Emily si alzò, andò in bagno e tornò col suo accappatoio.

«Su, infila questo. È largo abbastanza da coprirti almeno le spalle» disse con tono premuroso. Mi scattò il campanello d'allarme: quando Emily era così affabile, voleva qualcosa. In genere, si trattava di piccoli favori, lei non era il tipo di persona che si spingeva oltre. Infilai l'accappatoio e strinsi la cinta. Mi arrivava alle ginocchia, ma se non altro potevo togliere quel ridicolo asciugamano.

«Vuoi un caffè?» chiese affabile.

L'allarme scattò di nuovo. «Sì, grazie.»

Emily prese una tazza e vi versò dentro un po' di quella sbobba che lei chiamava caffè.

«Siedi, per favore» mi disse dolce. La accontentai.

«Come va lo studio?» chiese accendendosi un'altra sigaretta dopo averne appena spenta una.
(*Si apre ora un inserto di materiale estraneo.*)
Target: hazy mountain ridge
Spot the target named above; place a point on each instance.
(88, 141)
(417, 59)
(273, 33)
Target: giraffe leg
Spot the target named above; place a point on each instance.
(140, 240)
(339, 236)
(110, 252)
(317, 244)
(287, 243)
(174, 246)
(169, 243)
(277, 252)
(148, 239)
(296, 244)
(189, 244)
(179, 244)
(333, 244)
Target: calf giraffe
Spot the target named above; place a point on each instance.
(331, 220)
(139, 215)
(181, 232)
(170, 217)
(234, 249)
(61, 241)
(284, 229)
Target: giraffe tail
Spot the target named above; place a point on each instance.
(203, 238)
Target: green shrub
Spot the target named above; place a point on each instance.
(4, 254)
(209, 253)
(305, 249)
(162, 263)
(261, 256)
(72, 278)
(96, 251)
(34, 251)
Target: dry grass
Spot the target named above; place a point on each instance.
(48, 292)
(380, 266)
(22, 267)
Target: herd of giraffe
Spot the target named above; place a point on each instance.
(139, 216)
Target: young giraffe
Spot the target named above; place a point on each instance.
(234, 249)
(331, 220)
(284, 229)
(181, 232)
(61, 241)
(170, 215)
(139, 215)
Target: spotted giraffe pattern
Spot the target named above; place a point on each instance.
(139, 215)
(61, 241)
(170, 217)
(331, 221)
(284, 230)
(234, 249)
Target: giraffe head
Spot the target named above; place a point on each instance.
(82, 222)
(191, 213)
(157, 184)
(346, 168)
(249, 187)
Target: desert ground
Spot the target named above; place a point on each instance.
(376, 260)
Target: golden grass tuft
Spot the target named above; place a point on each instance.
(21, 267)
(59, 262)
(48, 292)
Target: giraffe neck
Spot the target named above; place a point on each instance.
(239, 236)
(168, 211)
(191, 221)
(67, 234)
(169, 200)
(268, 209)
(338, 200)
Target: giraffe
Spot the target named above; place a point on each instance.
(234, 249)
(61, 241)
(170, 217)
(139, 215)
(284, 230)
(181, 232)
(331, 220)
«Un po' a rilento.» Ed era vero. Nelle ultime due settimane non avevo concluso granché. Seppure fosse saltata fuori una cattedra, non sarei mai stato pronto a fare il concorso. Non se continuavo così.

«Sai, volevo leggere qualcosa di filosofia.»

Quella fu una vera rivelazione. Mi sorprese abbondantemente e credo che Emily se ne accorse perché si mise a ridere.

«È tanto strana come richiesta?»

«Perdiana sì. Sei tu a farmela, ecco perché è strana» le dissi.

«Non so perché, ma ho voglia di approfondire certe cose che probabilmente possono trovarsi solo nei tuoi testi.»

«Del tipo?» le chiesi incuriosito. Emily non si era mai interessata alla filosofia. Era una buona lettrice, questo sì. Divorava romanzi e di solito ne leggeva di buoni. Kafka, Dostoevskij, Hesse. Quanto alla filosofia, aveva sempre sorriso di questa mia passione. Ecco perché mi lasciava perplesso.

«Ricordo vagamente qualcosa a proposito dell'essere e del non essere. Sono ricordi vaghi del liceo, per questo vorrei saperne un po' di più. L'ora di filosofia non era tra le mie preferite. Peccato. È la prova che ogni materia torna utile prima o poi.»

«Già» confermai. «Ti stupirebbe sapere che io ne ero addirittura disgustato. È per questo che l'ho scelta tra tutte. Una materia non può essere tanto brutta e inutile come te la dipingono. Così, t'interessano l'essere e il non essere...» dissi accendendo una sigaretta. Ero risoluto questa volta a farle sputare l'intero rospo e non solo le zampe.

«Sì, più o meno. Credo che ciò che m'interessa riguardi proprio questo» disse facendo un lungo sospiro e proseguì. «Come si fa a essere e non essere allo stesso tempo?»

«Secondo una certa corrente di pensiero sono entrambi illusori dal momento che ciò che non è non può essere e ciò che è non può cessare di essere. Secondo un'altra scuola di pensiero, l'essere si manifesta solamente nel mutamento, il divenire, dunque nel non essere. Capisci?» avevo notato un leggero strabismo nel suo sguardo.

«No», fu la risposta secca.

«Dunque», dissi paziente tentando un'altra via, più moderna. «Hegel formulò un'ipotesi, ossia che essere e non essere fossero dei momenti dello stesso processo cosmico che sorge dall'essere e implica in se stesso il non essere, portando alla loro unione sintetica nel divenire.»